You'll need to understand what your needs are, before deciding if a saving or endowment plan is the right instrument in the first place.
If you were looking for
A risk free guaranteed return after a number of years
Potential upside capital appreciation without exposure to your down side
A disciplined way to set aside money for your future use
Then an endowment plan may the investment vehicle for you to consider.
Naturally there are many types of endowment plans. In this instance, PruWealth is a perpetual endowment, meaning that you'll set aside money for a number of years, and then the plan will continue to grow your monies as long as the life assured lives. At any point during the policy, you can choose to withdraw your monies (all or part of it). Contrast this with a fixed-term endowment whereby the returns are returned to you at the end of the fixed-term and the plan ceases there after.
Now, if this type of structure is what you are looking for, then you'll want to compare a number of features. For example
Guaranteed returns after 15, 20, 25 years, etc. The guaranteed return is an extremely important factor to note as the insurer has to deliver this regardless of market condition. This gives you an idea of the worst case scenario.
Potential non-guaranteed return. Again, the higher the better. Consider this the best case scenario
Riders that may prevent ensure the purpose of the plan is maintained. For example, a sole breadwinner parent buying a plan for children's education (policy owner: parent, life assured: child). With a payor benefit waiver rider, should the parent pass on during the premium paying duration, the plan will still carry on, ensuring that its intention of providing for the child's education fund is fulfilled even though there is no one earning an income to pay for the plan any more
Any other special benefits; for example, some plans may have a lump sum payout upon certain key events being reached (e.g. entry to university, marriage, etc), and such payouts will not impact the surrender value of the plan
As you can see, there are quite a number of factors to consider, so you will want to sit down with an independent financial advisor for an in depth discussion. There are many plans similar to PruWealth, such as Manulife's ReadyBuilder, or AIA's Swart Wealth Builder, or Aviva's MyLifeSavings plan. Take some time to understand your options.
Whether a product is the best or not really depends on your needs and also the time horizon you are looking at.
Yes, in regards to what Prudential has to offer, it is currently the best endowment plan available, as it gives the highest potential in terms of returns from an endowment policy due to it having a maturity age of 100 years and giving you the flexibility to draw down the cash value after 20years.
If that fits what your needs are, then yes, this is the most ideal product if you are looking for a long term endowment policy with good returns.
There are a lot of vehicles with decent interest rates, but you may have to meet certain requirements. It's just depends what requirements you can easily meet. Personally not a fan of endowment plans.
There is SCB Jumpstart which gives 2% for first 20K as long as you are below 26. There is Singlife which gives 2.5% for first 10K. Both are very flexible vehicles. CIMB fastsaver gives you decent interest rates without meeting much requirements too.
It depends on your objective and your definition of "better". Let me give me a breakdown on some of the key fundamentals that you should know:
Generally, endowment savings plan are participating policies. As a result, your money is invested into the insurance company's participating fund. With this in mind, it will be good to understand on how a participating fund works.
For the most part, it is important to understand the investment allocation made by the participating fund. For instance, one company may place greater emphasis on equities in order to give policyholders the same rate of return as compared to another insurance company that placed greater emphasis on bonds.

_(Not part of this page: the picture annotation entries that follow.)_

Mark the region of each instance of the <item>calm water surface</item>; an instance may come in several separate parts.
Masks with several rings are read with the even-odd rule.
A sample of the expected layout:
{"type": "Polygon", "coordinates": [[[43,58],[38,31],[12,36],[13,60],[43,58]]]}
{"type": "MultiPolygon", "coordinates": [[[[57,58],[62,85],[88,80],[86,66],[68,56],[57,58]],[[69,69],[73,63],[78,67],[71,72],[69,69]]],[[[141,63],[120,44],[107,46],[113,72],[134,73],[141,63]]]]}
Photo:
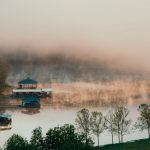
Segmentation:
{"type": "MultiPolygon", "coordinates": [[[[130,110],[130,118],[132,120],[136,120],[138,117],[137,112],[138,105],[129,106],[130,110]]],[[[53,128],[55,126],[61,126],[66,123],[71,123],[75,125],[76,113],[81,108],[54,108],[52,106],[42,107],[40,110],[38,109],[22,109],[22,108],[6,108],[5,113],[12,114],[12,129],[7,131],[0,131],[0,146],[3,146],[6,140],[15,134],[19,134],[27,139],[30,139],[32,130],[36,127],[40,126],[43,129],[43,134],[45,134],[49,128],[53,128]]],[[[102,108],[89,108],[90,111],[97,110],[102,111],[106,114],[107,110],[102,108]]],[[[133,122],[134,122],[133,121],[133,122]]],[[[94,137],[93,137],[94,138],[94,137]]],[[[147,138],[147,132],[133,132],[125,135],[124,141],[135,140],[147,138]]],[[[117,137],[115,139],[117,142],[117,137]]],[[[101,135],[100,143],[110,144],[111,143],[111,135],[106,131],[101,135]]]]}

As a result, most of us prefer a more conservative route since it is unnecessary to take additional risk than required for the same return (to policyholders). Furthermore, this leads to higher expenses which will indirectly affect the policyholders (explanation in my post on participating fund).
Next, we will find out how we get our cash value in return through declared bonuses. Generally, there are termed as Reversionary Bonus and Terminal Bonus.

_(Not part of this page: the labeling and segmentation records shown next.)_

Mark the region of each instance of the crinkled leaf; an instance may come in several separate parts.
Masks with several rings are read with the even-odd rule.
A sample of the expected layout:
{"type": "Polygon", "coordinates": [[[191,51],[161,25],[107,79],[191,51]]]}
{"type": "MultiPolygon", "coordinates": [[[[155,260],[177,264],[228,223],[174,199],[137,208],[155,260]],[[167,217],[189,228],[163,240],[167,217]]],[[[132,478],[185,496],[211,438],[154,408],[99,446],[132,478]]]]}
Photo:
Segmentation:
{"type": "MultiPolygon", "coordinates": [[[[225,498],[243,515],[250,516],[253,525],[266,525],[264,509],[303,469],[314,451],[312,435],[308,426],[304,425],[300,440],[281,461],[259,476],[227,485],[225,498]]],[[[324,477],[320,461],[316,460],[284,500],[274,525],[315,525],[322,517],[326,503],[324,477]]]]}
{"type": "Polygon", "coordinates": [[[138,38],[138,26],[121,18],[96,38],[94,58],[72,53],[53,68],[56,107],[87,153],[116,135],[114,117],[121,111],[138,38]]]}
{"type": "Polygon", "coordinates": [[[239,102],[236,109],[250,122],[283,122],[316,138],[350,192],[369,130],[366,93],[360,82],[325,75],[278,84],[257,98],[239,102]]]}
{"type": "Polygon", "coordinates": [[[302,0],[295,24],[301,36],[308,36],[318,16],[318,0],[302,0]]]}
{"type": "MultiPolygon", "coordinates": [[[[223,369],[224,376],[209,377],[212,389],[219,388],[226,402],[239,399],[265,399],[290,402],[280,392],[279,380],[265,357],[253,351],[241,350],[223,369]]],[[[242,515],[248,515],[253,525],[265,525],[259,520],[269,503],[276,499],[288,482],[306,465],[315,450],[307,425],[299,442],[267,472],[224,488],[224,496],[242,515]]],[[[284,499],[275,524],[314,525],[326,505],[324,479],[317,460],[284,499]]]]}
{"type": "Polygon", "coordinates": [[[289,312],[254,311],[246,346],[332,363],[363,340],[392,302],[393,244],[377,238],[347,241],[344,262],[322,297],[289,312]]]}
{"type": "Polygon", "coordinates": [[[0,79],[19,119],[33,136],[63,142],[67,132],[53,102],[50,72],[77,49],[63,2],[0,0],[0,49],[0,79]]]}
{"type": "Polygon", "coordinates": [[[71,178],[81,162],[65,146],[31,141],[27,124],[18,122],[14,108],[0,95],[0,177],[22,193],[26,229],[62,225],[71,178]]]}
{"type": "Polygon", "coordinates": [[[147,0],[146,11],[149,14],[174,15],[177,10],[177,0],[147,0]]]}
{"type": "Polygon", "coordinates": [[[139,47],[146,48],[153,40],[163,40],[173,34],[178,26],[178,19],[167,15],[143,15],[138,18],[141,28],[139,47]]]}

Different insurance companies may give a different rate of bonus to their policyholders. This is usually based on the sum assured in the policy. As always, the higher the rate, the more money that you get.
Also, take note that the compounding rate may differ too.
Smoothing of Bonuses
Some of the insurance plans adopt the concept of smoothing of bonuses in order to give the same rate of returns to the policyholder.

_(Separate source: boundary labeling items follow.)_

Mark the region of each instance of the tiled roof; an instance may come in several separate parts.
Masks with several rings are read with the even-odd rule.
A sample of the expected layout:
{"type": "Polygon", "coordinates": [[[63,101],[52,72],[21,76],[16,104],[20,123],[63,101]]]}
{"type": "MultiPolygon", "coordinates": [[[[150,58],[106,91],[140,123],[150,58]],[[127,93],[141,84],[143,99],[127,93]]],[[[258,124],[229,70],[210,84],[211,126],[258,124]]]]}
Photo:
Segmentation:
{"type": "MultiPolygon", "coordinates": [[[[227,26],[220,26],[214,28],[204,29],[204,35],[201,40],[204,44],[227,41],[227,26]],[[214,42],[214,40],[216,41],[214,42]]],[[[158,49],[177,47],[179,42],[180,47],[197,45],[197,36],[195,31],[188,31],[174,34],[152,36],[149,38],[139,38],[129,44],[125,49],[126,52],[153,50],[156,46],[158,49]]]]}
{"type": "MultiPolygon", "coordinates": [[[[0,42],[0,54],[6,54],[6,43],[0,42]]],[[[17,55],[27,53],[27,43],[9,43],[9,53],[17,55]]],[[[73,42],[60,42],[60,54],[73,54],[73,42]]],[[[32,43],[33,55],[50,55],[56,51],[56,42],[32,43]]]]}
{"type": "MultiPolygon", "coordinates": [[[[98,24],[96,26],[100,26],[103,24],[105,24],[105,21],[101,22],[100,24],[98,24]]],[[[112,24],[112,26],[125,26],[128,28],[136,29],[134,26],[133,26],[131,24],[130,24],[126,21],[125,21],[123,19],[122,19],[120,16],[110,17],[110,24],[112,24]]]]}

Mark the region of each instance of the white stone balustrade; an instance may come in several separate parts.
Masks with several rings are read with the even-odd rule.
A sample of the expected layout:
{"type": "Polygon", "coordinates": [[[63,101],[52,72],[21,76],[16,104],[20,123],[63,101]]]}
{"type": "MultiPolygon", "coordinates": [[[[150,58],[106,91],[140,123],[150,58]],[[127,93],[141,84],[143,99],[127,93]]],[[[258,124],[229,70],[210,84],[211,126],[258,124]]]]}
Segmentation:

In order for smoothing of bonuses to work, the insurance company's participating fund must have proper track records and returns over time. Otherwise, there is simply nothing much that the fund can give to its policyholder.
For example, here is the latest result from AIA Singapore: https://www.blog.pzl.sg/aia-singapore-participating-fund-update-2018/
All in all, I have highlighted some of the key points to look out for when choosing a good savings policy that is capable of providing a stable rate of return over time. On balance, track records is one of the best thing to look out for since the future will always be uncertain. As such, I believe AIA Singapore checks the boxes.
That being said, comprehensive financial planning is required in order to give you the right financial advice on which type of planning is able to give you the flexibility and return that you need.